N'arrive-t-il pas le moment où soudain il n'y a plus de passé, ni les regrets et la nostalgie qui vont avec, ni l'avenir et l'angoisse, mais ce moment où l'on devient capable de se persuader qu'on a fait ce que l'on avait à faire, que le temps est vaincu, comme les souvenirs, comme la peur. Alors on s'assied à coté... comment dire à coté des dieux peut-être. Pour la paix.
Enchaînement de vies différentes au point qu'on a parfois du mal à les relier, à se reconnaître dans certaines, continuité aussi, et croisements...et au final, le sentiment que tout ça, même (et surtout ?) les déglingues nous a construit.
Comme tu dis c'est assez banal, mais il faut quand même du temps pour encastrer toutes les pièces du puzzle. Du temps aussi pour ne pas rejeter certaines pièces qu'on trouve moches tant qu'on ne s'est pas rendu compte de leur utilité dans la construction de la bête.

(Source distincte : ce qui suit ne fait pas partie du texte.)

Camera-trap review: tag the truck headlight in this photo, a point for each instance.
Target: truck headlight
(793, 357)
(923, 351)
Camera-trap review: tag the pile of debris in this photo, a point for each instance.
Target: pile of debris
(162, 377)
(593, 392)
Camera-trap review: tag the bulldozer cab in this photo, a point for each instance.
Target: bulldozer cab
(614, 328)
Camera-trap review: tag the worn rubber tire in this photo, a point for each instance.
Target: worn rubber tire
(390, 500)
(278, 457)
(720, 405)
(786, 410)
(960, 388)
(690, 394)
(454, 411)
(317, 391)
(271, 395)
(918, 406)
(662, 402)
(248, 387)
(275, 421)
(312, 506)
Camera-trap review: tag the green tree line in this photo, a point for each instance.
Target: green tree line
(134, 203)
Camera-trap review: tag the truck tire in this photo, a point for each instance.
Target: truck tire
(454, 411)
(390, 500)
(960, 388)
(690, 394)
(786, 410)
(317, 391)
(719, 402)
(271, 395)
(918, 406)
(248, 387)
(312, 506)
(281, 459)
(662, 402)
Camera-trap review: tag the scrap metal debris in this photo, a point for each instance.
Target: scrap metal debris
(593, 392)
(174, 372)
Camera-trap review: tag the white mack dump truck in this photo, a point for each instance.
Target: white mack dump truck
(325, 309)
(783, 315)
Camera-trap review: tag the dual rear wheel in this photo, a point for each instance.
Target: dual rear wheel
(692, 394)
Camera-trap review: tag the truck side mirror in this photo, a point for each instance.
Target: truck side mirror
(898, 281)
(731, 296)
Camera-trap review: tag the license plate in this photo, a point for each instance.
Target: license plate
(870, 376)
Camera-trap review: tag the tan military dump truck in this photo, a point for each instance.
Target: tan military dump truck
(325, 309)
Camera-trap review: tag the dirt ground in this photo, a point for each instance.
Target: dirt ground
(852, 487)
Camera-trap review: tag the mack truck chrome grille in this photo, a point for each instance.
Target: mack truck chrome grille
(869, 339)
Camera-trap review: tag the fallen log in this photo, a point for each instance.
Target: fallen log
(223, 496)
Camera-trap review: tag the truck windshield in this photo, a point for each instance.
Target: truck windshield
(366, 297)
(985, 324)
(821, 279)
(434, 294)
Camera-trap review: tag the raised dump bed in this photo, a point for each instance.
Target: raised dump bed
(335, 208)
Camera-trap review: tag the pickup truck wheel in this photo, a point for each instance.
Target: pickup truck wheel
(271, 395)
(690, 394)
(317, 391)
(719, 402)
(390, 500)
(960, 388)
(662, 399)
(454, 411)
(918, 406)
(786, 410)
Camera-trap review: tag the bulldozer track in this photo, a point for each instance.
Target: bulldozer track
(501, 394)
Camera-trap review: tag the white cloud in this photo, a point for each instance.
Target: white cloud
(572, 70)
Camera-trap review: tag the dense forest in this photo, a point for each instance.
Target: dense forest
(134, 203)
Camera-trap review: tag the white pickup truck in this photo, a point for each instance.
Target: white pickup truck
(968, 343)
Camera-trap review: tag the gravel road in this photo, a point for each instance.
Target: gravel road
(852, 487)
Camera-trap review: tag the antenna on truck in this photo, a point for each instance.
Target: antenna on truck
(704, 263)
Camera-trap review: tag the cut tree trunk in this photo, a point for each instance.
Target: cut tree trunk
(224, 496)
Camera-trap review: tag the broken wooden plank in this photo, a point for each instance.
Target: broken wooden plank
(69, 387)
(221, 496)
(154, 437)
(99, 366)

Je suis comme toi, je ne trouve pas tout ça triste. Ni fadasse. Ni creux. Aucun regret.
Olivier: c'est de la frisée!
Erin: suis prêt à te fournir un mot d'excuse!
Didier: je n'en suis sans doute pas encore à ce stade.
La Plume: accepter aussi que tout cela est soi, même si on a parfois du mal à y croire.
Eh bien en ce qui me concerne, je ne vois les choses tout à fait de la même manière, sans doute parce que j'ai eu pour l'instant une certaine chance dans la vie (pas trop de ruptures) et sans doute également le privilège de mes 40 ans pas encore passés. Plutôt que des vies, je parlerais de phases.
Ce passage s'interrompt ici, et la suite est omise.